Slumbering Souls Meadow_Pace - Posted on June 19, 2016 at 9:30 AM

Posted on June 19, 2016 at 9:30 AM

     Standing in a meadow for four hours not talking, not reading, not listening to music, not waiting for the phone to ring, beep, or buzz. That feeling of being unplugged sinks into your mind like aloe on dry skin. The heart beats a bit slower. All the madness in your life is peeled away. The grasses, sedges, shrubs, and trees all seem to be emanating a low hum. A dog barks. The sound falls away. A bird sings. The sound falls away. Addressed and dismissed simultaneously. A kinship with unspoken reason asserts itself somewhere in the subconscious. Somewhere in between the view and the feeling.
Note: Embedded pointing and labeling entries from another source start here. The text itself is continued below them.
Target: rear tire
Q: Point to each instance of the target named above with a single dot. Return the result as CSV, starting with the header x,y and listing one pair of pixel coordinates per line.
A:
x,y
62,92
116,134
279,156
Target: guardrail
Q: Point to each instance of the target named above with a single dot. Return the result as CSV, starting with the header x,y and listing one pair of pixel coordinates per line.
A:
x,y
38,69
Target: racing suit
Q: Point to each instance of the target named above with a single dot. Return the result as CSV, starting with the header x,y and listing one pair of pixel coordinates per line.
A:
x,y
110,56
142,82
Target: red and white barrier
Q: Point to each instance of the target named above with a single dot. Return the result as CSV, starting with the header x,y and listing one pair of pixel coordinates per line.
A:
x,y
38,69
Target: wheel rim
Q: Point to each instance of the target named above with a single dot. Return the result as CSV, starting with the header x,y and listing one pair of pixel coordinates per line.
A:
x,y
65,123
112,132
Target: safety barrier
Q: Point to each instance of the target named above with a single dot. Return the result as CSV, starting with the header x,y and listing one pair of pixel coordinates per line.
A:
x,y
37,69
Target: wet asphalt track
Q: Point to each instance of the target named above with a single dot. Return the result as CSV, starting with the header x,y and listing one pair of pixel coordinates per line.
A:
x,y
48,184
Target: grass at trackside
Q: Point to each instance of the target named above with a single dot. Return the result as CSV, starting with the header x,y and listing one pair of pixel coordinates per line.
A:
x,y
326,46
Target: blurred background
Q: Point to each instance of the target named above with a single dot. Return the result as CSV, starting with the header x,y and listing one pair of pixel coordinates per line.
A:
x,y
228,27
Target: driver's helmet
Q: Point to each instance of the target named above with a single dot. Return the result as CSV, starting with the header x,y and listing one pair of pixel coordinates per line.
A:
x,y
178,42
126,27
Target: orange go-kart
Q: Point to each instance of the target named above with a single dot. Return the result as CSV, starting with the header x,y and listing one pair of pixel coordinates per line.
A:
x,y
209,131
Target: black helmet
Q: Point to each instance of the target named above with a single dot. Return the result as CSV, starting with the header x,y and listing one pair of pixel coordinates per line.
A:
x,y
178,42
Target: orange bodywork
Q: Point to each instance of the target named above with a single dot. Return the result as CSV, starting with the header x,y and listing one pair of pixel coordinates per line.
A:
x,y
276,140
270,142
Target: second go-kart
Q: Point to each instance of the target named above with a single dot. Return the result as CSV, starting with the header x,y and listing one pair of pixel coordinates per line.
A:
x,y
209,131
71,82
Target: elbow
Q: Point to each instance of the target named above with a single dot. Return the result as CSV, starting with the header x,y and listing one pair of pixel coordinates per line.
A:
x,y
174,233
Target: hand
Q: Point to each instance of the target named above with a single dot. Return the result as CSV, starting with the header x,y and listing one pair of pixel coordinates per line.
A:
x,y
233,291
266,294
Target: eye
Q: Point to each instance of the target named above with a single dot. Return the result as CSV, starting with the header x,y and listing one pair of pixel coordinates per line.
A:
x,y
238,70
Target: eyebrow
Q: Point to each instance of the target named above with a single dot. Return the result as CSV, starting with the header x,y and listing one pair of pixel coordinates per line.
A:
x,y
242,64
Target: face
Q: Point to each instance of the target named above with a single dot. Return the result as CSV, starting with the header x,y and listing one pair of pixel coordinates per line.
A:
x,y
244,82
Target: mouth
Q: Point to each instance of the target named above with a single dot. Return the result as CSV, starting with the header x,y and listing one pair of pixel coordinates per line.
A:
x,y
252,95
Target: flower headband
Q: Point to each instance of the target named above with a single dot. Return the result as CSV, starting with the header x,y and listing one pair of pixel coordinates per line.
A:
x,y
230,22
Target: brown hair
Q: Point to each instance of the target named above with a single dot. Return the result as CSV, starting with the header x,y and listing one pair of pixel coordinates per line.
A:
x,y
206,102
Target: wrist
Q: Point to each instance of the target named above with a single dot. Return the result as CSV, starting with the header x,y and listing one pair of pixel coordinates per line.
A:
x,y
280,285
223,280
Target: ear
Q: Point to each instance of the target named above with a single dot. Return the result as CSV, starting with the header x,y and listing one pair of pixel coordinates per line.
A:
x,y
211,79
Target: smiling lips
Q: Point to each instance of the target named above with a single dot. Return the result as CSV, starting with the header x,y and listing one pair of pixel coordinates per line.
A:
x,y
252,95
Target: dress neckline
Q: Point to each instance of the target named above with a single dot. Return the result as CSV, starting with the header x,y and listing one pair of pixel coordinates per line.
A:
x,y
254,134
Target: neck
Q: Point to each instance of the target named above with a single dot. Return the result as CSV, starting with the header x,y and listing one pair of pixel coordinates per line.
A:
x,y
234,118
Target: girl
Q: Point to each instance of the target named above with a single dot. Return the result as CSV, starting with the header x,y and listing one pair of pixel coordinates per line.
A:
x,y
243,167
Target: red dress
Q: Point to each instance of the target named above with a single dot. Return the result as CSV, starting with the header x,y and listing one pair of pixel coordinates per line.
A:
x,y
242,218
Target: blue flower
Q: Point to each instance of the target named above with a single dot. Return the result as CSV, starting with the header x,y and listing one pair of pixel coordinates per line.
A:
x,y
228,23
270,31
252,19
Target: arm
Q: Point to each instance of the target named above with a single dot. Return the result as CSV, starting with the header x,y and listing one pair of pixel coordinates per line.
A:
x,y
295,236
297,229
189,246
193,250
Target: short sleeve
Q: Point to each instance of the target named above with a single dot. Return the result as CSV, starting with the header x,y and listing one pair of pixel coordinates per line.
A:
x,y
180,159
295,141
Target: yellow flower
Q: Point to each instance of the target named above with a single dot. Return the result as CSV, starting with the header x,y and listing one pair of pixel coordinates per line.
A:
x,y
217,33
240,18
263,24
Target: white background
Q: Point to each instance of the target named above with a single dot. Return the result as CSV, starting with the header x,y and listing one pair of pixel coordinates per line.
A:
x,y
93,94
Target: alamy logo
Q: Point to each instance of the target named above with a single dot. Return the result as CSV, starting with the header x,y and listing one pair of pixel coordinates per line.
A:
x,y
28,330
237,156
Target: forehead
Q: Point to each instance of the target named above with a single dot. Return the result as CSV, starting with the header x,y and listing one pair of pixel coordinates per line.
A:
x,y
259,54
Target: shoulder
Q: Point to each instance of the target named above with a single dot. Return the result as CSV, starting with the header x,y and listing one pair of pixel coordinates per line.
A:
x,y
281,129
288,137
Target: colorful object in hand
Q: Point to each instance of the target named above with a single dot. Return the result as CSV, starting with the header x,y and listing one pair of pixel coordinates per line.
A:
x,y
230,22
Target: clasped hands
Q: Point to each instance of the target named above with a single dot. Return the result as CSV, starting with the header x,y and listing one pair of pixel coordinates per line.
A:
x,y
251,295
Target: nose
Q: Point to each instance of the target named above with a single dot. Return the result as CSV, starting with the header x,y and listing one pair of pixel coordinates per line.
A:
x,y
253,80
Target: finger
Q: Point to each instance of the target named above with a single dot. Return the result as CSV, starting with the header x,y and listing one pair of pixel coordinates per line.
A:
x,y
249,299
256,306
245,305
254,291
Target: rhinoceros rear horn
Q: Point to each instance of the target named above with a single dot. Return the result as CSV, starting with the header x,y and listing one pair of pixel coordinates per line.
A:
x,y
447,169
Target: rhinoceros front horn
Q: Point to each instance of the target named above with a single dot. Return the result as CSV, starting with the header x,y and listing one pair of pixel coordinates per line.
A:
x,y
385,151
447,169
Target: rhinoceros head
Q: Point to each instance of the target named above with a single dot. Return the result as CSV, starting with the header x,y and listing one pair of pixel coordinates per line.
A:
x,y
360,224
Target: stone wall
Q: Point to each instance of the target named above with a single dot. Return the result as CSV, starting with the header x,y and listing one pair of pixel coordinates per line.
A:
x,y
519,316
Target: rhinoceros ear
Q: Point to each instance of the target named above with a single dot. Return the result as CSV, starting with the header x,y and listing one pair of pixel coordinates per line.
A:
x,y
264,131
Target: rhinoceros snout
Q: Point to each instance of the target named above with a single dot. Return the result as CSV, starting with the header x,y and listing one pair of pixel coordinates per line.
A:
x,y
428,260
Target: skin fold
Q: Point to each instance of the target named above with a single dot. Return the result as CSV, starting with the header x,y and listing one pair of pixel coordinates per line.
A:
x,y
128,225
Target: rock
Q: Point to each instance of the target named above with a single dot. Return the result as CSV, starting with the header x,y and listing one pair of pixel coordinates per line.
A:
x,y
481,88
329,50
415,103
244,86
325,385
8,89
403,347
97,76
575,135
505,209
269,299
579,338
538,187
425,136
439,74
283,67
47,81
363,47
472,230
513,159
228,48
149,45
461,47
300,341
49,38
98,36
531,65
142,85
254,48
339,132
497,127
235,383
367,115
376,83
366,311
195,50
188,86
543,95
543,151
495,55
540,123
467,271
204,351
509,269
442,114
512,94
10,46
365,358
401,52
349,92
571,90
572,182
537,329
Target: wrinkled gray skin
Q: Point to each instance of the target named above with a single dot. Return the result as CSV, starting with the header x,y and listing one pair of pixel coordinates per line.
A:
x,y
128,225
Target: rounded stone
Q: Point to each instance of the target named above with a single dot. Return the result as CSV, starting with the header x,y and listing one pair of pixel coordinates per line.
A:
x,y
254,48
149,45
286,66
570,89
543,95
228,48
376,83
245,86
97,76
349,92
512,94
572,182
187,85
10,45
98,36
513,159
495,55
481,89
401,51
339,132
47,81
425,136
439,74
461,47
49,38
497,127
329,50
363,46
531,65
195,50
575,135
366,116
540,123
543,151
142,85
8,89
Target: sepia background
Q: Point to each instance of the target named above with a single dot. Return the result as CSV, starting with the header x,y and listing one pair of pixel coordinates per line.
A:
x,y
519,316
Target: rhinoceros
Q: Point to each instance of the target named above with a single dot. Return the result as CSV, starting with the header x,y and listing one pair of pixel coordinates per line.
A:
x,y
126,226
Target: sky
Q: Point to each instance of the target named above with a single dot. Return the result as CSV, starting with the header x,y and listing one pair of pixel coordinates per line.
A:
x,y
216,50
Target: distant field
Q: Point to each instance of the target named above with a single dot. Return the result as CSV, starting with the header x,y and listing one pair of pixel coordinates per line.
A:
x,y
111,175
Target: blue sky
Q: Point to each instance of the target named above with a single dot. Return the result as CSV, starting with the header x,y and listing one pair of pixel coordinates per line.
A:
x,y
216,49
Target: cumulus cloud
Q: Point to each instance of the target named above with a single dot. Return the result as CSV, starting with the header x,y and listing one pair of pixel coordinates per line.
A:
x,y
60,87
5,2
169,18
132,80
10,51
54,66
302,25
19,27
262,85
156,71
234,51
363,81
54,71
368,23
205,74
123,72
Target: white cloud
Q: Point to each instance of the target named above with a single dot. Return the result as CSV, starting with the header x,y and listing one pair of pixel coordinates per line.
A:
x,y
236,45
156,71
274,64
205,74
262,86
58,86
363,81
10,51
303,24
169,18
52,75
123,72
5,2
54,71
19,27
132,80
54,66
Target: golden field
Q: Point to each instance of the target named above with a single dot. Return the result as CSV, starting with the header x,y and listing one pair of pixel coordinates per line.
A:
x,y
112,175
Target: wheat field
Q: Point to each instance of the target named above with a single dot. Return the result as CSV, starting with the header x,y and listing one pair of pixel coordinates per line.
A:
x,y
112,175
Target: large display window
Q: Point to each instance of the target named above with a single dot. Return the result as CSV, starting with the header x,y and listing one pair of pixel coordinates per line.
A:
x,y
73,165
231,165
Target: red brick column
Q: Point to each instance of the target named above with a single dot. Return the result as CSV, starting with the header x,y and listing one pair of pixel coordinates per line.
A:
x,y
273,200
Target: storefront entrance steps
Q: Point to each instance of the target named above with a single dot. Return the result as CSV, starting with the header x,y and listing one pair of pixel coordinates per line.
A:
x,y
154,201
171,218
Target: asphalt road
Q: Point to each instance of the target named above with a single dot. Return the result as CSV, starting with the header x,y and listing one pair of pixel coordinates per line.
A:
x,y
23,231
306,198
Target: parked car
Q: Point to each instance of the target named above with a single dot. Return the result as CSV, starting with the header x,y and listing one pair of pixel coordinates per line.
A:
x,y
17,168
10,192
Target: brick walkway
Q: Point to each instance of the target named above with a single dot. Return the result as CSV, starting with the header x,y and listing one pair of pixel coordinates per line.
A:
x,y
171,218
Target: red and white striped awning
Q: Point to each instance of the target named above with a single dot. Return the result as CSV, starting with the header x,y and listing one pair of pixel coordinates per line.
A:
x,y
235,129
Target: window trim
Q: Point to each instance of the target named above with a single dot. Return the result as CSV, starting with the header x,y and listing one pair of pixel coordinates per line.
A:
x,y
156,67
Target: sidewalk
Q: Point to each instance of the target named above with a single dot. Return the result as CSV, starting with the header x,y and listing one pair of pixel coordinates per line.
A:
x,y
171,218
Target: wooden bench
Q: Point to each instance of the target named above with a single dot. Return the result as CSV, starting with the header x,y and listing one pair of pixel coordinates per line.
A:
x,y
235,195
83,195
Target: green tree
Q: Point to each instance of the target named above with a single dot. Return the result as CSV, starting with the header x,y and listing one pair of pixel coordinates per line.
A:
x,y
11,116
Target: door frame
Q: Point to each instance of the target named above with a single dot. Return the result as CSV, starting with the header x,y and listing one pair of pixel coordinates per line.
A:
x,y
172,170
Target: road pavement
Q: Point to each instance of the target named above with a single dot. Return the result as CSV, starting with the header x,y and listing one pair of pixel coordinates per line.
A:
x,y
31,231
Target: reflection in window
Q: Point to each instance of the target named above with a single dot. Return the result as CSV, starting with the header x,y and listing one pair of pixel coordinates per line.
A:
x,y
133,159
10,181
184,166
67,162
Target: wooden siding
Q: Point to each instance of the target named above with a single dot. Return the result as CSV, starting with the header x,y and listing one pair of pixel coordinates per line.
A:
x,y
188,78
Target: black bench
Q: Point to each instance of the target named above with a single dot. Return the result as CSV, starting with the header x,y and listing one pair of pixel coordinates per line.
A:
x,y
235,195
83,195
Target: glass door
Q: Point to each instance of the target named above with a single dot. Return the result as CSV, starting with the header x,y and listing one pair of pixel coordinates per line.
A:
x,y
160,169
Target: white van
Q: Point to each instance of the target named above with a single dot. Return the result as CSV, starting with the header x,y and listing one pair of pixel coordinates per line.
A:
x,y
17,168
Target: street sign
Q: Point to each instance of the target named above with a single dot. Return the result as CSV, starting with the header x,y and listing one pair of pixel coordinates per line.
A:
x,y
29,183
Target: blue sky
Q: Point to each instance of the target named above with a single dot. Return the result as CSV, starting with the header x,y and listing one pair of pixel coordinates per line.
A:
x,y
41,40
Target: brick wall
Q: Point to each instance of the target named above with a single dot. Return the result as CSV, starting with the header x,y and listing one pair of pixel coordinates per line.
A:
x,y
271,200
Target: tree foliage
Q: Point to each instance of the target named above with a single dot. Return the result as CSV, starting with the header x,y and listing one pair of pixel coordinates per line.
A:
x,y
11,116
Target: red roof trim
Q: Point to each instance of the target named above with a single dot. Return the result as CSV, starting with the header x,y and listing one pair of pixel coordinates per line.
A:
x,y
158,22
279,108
The Poet of the Canola - Posted on June 19, 2016 at 9:00 AM

Posted on June 19, 2016 at 9:00 AM

     While working on the Slumbering Souls Meadow plein air series I ran across this field of canola. It was too good to pass on and I wanted to make sure I had a chance to paint it before it got harvested so I took a day away from the meadow. It was a fairly surreal experience being in front of such audacious color for so long. The color and the value clashes gave me the sort of feeling you get from looking over an enormous expanse like the Grand Canyon. A feeling of having lost all sense of the space in front of you. Like knowing your sense perception isn't quite capable of comprehending what you're looking at. Staring into a space not relative to anything you know.